Now, in most trades and manufactures, division of labor has long superseded the fashion of past days, when the handicraftsman turned out articles made by his own hand from beginning to end; and now-a-days this subdivision of labor has been carried so far that it takes twenty or thirty persons to even make a pin, or a steel pen. This is, of course, greatly to the advantage of the public, whose pins or pens are turned out by millions every week; but of course each workman merely learns that particular stage of the manufacture which is committed to his charge; the fact being that single workmen, endeavoring to cover the whole ground by themselves, would soon be left far behind. Well now, I think it cannot be denied that stamp-collecting in its entirety is getting to be too much for any one person; and, if we go in for adhesives, envelopes, postcards, wrappers, and their corresponding official representatives (not to mention the thousands of fiscals of all sorts), we shall only succeed in getting together a poor stock of each.
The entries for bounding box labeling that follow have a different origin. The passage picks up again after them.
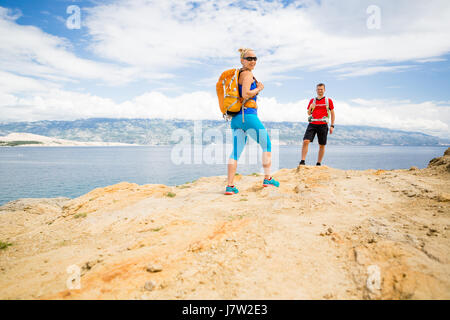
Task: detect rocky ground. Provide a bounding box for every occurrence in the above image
[0,149,450,299]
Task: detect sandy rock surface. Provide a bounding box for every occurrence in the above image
[0,149,450,299]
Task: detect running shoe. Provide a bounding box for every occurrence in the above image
[263,177,280,187]
[225,186,239,195]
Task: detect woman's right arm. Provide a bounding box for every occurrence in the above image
[241,72,264,99]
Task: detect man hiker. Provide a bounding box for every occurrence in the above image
[299,83,334,166]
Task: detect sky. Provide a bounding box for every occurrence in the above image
[0,0,450,139]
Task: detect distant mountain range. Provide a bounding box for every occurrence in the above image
[0,118,449,146]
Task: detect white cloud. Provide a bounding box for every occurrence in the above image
[333,65,415,79]
[82,0,450,78]
[0,89,450,138]
[0,7,168,84]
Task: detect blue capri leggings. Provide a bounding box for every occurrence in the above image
[230,114,272,161]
My idea is, therefore, that, in the time to come, collectors will have to choose which branch they will take up, in order to have any chance of success. I think that this is already being done in some cases; one of my friends confines himself altogether to postcards, I go in for adhesives, and another of my friends makes a specialty of envelopes. Then, too, in the years to come, I suppose that many stamps, even now very rare, will become altogether extinct, as regards all practical purposes; for, if collectors increase for the next fifty or a hundred years at the same rate as they have done for the last ten years or so, what likelihood will there be of their obtaining obsolete stamps, which, even now, exist perhaps only in the finest collections of Europe?

Some will say that long before the period named has elapsed the rage for stamp-collecting will have passed away. I think not. I know many boys take up the pursuit eagerly for a year or two, and then thrust it aside altogether; but I fancy that, at the very least, one out of every ten perseveres; and so we find the ranks of the philatelic army are yearly swelled by new recruits, who far more than make up for our losses by death and desertion. And then, stamps are like coins; they must always have a special interest of their own, even as coins have, far beyond the artificial interest which has been created in old china, bric-a-brac, etc.; so that it must be many a long year before the dealers, philatelic publishers and album makers find their occupation gone.

A generation ago, now, people would have laughed at our pursuit; indeed, as it is, I don’t know any other hobby that has been so ridiculed; and yet I know one dealer alone at the present moment who has £8,000 worth of stamps in stock; and has taken sixteen tons of paper for the printing of an album now in the press! Then, too, the proportions already assumed by our pursuit are so great, and the demand of collectors so constant and so pressing, that even great governments have found it worth their while to reprint their obsolete stamps, solely for the sale to philatelists; and smaller governments have, I am sorry to say, even manufactured (forged, I call it) new dies to print obsolete stamps of which the original dies have long since been destroyed. Of the former category I would take the United States as an example; and of the latter, Moldavia.

I think, then, we may take it for granted that none of those now living will see the end of stamp-collecting; and we must remember that it is, perhaps, the most innocent and most instructive of all the hobbies yet invented; so that the worst people can say of it is, that it is, in their idea, a waste of time and money.

But I am not writing an apology for philately; I am only supposed to be considering what will be its future. Well, I think that, as I said before, there will be a division of labor. As soon as collectors find that the matter, as a whole, is getting beyond the range of their time, understanding, and purse, they will be tolerably certain to make up their minds that a single branch of our pursuit is about all that can be properly attended to at once. Let it be distinctly understood that I am not advocating this subdivision of the subject, but merely pointing out that there is a strong probability of its becoming a necessity in the future, when the world’s stamps will be numbered by millions.